Por el contrario, algunas plantas como los tomates, zanahorias, rábanos, remolachas o patatas pueden verse perjudicadas por un exceso de nitrógeno. En estos casos, la planta desarrolla demasiado follaje y reduce la producción de frutos o raíces.

Cómo aprovechar las ortigas sin que invadan el jardín

Que las ortigas sean beneficiosas no significa que deban extenderse sin control. Muchos jardineros optan por reservar una zona específica en los bordes del terreno donde pueden crecer sin causar molestias.

Además, estas plantas ofrecen varios usos prácticos. Uno de los más conocidos es el purín de ortiga, un preparado natural obtenido mediante la fermentación de las hojas en agua que se utiliza como fertilizante ecológico y como ayuda para repeler determinadas plagas.

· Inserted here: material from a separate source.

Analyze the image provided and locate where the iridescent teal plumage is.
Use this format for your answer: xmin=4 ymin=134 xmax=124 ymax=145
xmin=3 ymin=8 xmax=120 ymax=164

Las ortigas también pueden incorporarse al compost, donde actúan como acelerador natural gracias a su elevado contenido en nitrógeno. Asimismo, sus restos triturados sirven como acolchado para proteger el suelo y conservar la humedad.

Un refugio para insectos y mariposas

Otro de los motivos por los que los expertos recomiendan conservar algunos ejemplares es su importancia para la biodiversidad. Las ortigas constituyen un refugio para numerosos insectos beneficiosos y sirven de alimento a las orugas de varias especies de mariposas.

Así que, antes de arrancarlas por completo, conviene valorar la información que están proporcionando sobre el terreno y los beneficios que pueden aportar al ecosistema del jardín. Lo que muchos consideran una simple mala hierba puede ser, en realidad, la señal más clara de que el suelo goza de una excelente salud.